Jorge Amado, não restringindo sua obra a um simples romance, desejou torná-la um pouco de tudo, como se estivesse a preparar uma boa comida baiana com todos os ingredientes disponíveis para saciar de várias maneiras o apetite de seus leitores. Através de sua Gabriela, um paradoxo de inocência, virtude, que causa tormentos e questionamentos diversos, é narrada as transformações de uma cidade, demonstrando sua fuga do arcaico ao caminho do moderno, através das mudanças ocorridas no setor político, social, cultural e de relacionamentos. Aos poucos, o novo quadro é formado, discutindo a emancipação feminina, a transição da política mandatária para a política de proposta, de diálogo e semelhante com a modernidade das capitais. No entanto, o que mais interessa ao leitor é a vida local, as pessoas, falas, personalidades, a riqueza de detalhes de cada elemento da trama e como ela critica e, ao mesmo tempo, diverte os leitores, encontrando eles não só uma forma de entreterimento, mas um panorama daquela realidade e como toda a estrutura social educava cada perfil social para viver de acordo com sua posição e classe.
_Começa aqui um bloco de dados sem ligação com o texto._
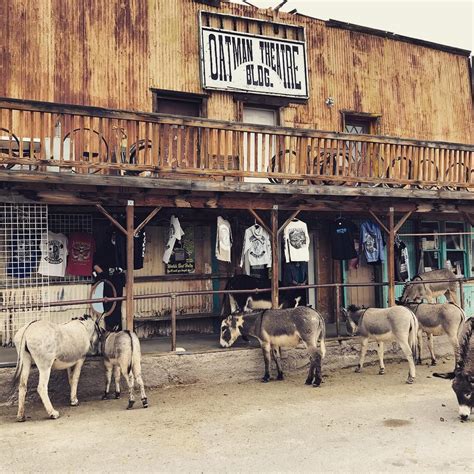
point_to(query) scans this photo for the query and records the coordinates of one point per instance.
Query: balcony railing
(63, 138)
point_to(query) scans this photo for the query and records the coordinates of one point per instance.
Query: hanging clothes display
(296, 241)
(343, 232)
(257, 248)
(372, 245)
(402, 267)
(81, 248)
(53, 254)
(223, 240)
(175, 233)
(24, 257)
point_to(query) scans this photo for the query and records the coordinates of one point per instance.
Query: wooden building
(207, 108)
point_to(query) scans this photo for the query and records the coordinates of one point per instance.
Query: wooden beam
(391, 257)
(111, 219)
(275, 257)
(293, 215)
(379, 221)
(260, 221)
(130, 211)
(148, 219)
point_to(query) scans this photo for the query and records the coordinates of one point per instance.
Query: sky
(448, 22)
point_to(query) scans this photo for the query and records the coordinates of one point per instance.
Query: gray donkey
(275, 328)
(53, 346)
(122, 354)
(383, 324)
(435, 319)
(417, 292)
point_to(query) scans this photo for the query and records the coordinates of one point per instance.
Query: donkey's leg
(419, 343)
(380, 353)
(76, 373)
(117, 380)
(22, 387)
(276, 357)
(363, 351)
(431, 348)
(409, 356)
(108, 378)
(42, 389)
(266, 358)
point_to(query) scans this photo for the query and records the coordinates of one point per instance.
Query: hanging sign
(232, 61)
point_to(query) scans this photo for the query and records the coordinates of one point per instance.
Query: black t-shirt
(342, 239)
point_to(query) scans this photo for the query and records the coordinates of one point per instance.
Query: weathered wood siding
(111, 53)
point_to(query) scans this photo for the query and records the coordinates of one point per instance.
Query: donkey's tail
(413, 334)
(322, 336)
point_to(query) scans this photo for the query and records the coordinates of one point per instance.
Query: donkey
(122, 355)
(53, 346)
(275, 328)
(463, 375)
(382, 324)
(416, 292)
(435, 319)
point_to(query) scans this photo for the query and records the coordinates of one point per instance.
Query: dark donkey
(275, 328)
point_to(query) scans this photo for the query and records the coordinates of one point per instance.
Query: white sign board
(232, 61)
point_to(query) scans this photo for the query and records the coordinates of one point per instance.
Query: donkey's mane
(465, 344)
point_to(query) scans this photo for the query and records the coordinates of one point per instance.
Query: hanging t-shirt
(296, 239)
(175, 233)
(223, 240)
(24, 257)
(342, 239)
(53, 254)
(81, 248)
(257, 248)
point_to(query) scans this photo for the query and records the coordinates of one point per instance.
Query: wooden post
(173, 322)
(391, 257)
(275, 255)
(129, 274)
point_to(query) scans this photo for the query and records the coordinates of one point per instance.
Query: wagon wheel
(98, 146)
(97, 292)
(134, 151)
(278, 163)
(5, 151)
(331, 162)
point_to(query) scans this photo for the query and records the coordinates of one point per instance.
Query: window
(178, 103)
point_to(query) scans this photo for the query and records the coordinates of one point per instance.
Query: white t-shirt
(53, 254)
(296, 240)
(257, 249)
(175, 233)
(223, 240)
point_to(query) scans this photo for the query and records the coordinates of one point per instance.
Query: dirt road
(353, 423)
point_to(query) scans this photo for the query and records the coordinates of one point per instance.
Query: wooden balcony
(39, 136)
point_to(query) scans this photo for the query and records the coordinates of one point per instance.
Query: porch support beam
(275, 254)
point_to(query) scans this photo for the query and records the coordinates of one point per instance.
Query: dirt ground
(353, 423)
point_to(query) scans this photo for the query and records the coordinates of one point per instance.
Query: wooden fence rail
(65, 138)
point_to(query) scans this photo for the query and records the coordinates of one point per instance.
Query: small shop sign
(232, 61)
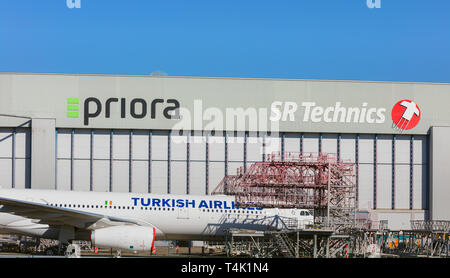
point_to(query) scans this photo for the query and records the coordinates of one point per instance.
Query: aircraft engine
(134, 238)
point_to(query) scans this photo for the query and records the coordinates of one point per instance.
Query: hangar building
(182, 135)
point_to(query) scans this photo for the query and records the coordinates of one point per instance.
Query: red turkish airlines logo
(405, 114)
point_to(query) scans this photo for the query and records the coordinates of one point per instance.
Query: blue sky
(404, 40)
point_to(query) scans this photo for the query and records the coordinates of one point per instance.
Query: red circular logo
(406, 114)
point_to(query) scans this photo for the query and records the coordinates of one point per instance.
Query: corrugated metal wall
(392, 170)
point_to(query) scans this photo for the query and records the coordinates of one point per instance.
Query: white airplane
(133, 221)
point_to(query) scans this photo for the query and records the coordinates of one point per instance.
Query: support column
(439, 173)
(43, 153)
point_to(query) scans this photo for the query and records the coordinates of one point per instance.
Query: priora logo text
(138, 108)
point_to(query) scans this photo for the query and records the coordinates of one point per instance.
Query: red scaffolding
(295, 180)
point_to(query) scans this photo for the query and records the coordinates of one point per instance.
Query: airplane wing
(46, 214)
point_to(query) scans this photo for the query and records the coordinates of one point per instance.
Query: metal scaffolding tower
(317, 181)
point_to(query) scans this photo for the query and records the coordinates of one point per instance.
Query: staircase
(285, 245)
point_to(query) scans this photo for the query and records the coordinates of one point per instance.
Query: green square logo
(73, 107)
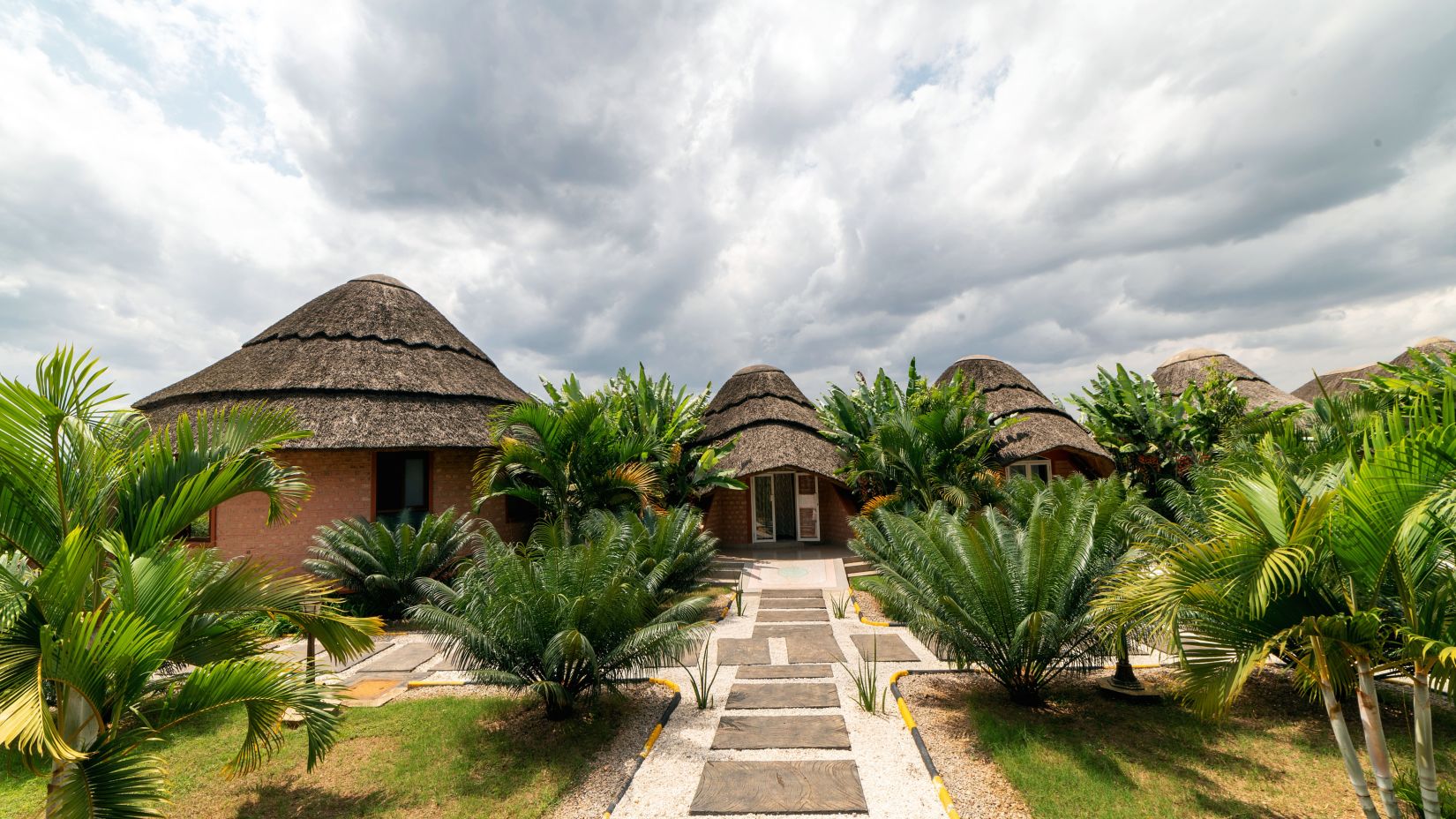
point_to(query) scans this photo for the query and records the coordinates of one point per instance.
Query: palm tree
(561, 615)
(112, 633)
(1009, 590)
(916, 447)
(669, 422)
(376, 564)
(566, 459)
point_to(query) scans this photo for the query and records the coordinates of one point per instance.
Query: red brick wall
(836, 507)
(730, 516)
(342, 487)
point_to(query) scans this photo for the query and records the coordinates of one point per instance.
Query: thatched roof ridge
(1347, 379)
(1191, 366)
(1041, 427)
(365, 363)
(777, 425)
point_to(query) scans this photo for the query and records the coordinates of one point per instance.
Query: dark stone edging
(919, 742)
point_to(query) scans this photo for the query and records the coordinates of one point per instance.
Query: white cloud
(824, 187)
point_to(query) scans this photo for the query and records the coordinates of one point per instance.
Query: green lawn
(449, 756)
(1272, 756)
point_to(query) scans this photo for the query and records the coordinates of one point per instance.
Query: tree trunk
(1375, 738)
(1337, 723)
(1122, 677)
(1426, 743)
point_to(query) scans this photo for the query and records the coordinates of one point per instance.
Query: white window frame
(1024, 468)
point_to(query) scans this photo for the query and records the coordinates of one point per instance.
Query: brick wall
(730, 516)
(342, 487)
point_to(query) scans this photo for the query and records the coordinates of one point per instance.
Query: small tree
(376, 564)
(566, 614)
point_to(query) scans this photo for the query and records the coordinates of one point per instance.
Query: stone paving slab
(743, 651)
(779, 630)
(785, 672)
(791, 595)
(792, 604)
(754, 733)
(407, 657)
(814, 650)
(732, 787)
(794, 615)
(884, 647)
(784, 695)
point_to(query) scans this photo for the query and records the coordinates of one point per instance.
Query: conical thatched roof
(1339, 382)
(1191, 366)
(367, 364)
(777, 425)
(1043, 425)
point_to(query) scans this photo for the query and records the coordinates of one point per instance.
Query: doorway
(785, 507)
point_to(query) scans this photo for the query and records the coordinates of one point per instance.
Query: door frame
(753, 507)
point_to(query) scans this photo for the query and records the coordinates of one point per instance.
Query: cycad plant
(376, 564)
(112, 633)
(1008, 593)
(564, 615)
(672, 547)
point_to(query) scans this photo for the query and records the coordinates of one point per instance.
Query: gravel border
(618, 761)
(976, 783)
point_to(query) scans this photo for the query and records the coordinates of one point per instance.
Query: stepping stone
(756, 733)
(784, 695)
(779, 787)
(785, 672)
(777, 630)
(792, 604)
(814, 650)
(743, 651)
(794, 615)
(791, 595)
(403, 659)
(884, 647)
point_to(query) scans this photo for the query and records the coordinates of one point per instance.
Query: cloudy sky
(828, 187)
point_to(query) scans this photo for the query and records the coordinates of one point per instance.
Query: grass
(449, 756)
(1272, 756)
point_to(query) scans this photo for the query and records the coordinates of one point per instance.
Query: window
(199, 530)
(1039, 468)
(401, 487)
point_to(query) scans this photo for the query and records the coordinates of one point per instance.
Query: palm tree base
(1139, 694)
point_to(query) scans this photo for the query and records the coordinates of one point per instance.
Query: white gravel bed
(889, 770)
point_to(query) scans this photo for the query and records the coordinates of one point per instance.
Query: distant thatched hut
(1191, 366)
(396, 398)
(1046, 440)
(1347, 379)
(784, 459)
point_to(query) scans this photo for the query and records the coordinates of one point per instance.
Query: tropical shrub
(1158, 438)
(672, 548)
(564, 615)
(915, 447)
(376, 564)
(108, 605)
(672, 420)
(629, 445)
(1009, 592)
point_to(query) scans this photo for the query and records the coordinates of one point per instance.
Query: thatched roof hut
(777, 425)
(1043, 425)
(1347, 379)
(1191, 366)
(369, 364)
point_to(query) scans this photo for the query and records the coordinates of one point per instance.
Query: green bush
(1008, 590)
(562, 614)
(376, 564)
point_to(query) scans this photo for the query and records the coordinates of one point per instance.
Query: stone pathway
(785, 735)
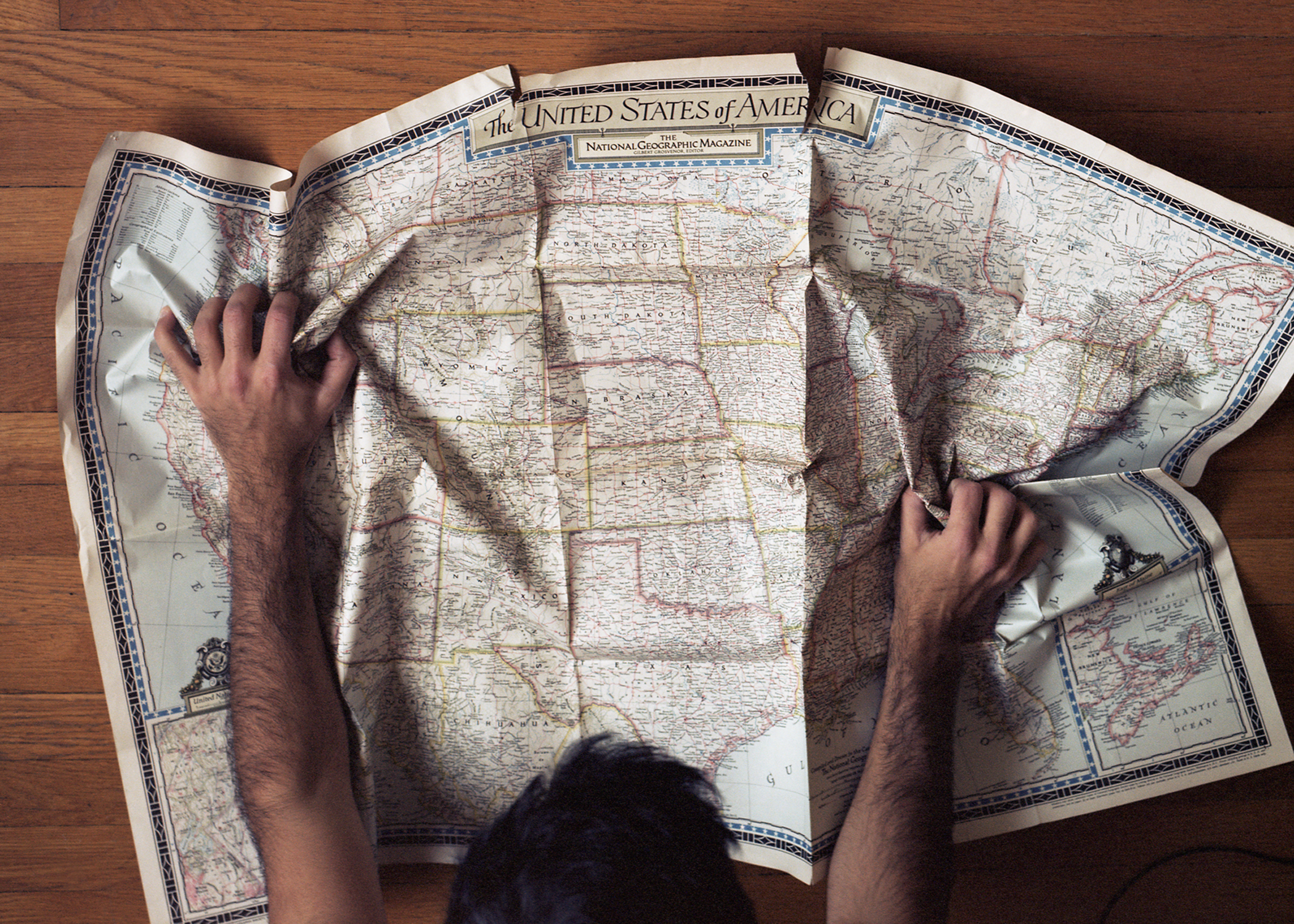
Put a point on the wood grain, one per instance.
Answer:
(1123, 17)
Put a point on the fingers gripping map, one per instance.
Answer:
(646, 357)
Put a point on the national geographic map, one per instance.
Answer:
(648, 356)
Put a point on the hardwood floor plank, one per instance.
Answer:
(1168, 17)
(1263, 447)
(54, 726)
(35, 225)
(30, 387)
(29, 15)
(61, 792)
(49, 659)
(41, 591)
(67, 858)
(31, 293)
(30, 451)
(1258, 506)
(121, 902)
(1102, 73)
(46, 524)
(1263, 566)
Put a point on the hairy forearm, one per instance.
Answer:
(893, 861)
(290, 738)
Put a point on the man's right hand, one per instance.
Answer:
(949, 580)
(262, 415)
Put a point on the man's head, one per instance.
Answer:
(619, 833)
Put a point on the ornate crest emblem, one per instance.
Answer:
(1126, 569)
(209, 690)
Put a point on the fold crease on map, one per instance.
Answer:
(648, 355)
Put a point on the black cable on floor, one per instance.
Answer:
(1178, 854)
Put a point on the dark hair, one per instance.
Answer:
(619, 833)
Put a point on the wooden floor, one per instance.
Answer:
(1204, 90)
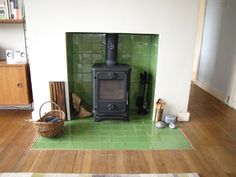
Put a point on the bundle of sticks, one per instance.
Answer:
(143, 100)
(159, 110)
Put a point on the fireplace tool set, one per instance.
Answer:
(143, 100)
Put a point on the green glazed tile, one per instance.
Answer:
(87, 38)
(98, 48)
(87, 77)
(98, 38)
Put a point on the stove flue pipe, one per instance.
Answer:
(111, 48)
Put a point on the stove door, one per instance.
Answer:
(111, 86)
(111, 92)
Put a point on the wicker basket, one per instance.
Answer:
(50, 129)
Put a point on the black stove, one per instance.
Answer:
(111, 85)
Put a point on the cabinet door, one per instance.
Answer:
(14, 89)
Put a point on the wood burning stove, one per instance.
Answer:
(111, 85)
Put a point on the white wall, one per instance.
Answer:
(175, 21)
(11, 37)
(218, 48)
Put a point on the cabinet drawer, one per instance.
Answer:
(15, 88)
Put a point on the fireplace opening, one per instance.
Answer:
(139, 51)
(111, 85)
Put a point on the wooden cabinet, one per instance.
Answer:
(15, 85)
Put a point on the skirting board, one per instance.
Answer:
(214, 92)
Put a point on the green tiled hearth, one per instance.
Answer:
(137, 134)
(85, 49)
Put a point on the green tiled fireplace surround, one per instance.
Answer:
(137, 134)
(85, 49)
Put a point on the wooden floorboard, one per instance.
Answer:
(211, 130)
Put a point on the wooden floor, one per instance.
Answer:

Com tantas características e fusão de perfis diversos, a obra poderia sucumbir-se numa leitura acumulativa, onde muitos personagens e histórias fossem excessivos ao leitor, mas, contrariando as expectativas, à obra, muito aberta e "cheia",  tornou rico o propósito da trama: narrar toda Ilhéus, exemplificar sua gente e, ainda, compreender a fácil e complexa personalidade Gabriela, mulher cuja noção de felicidade não representava a idéia dos demais, que o amor deveria ser, do seu jeito, um livre sentir. Gabriela diferenciava da moça "pura" de sociedade, da quenga "devassa" que em sofrimento vivia a vida que podia e de todas as morais listadas na obra. Personagem tão singular, teve que carregar seu nome como título da obra, perpassando por ela toda cidade de Ilhéus, sua gente, seus dizeres, amores, desamores, dentro de uma história simples e agradável de uma pacata cidade que nos anos 20 viveu, de fato, muitas transformações sociais, servindo de pretexto para criação desta narrativa alegre e incomum, sob o olhar aguçado, divertido e criativo do grande Jorge Amado.











2 comentários:

  1. Essa é umas das melhores obras de Jorge Amado e eu infelizmente ainda não li, talvez seja por saber como é a história e talz... mas tenho que ler de uma vez. Muito boa demais a sua resenha, a analise, a critica, a forma de colocar o texto, fiquei mesmo desejando ler Gabriela.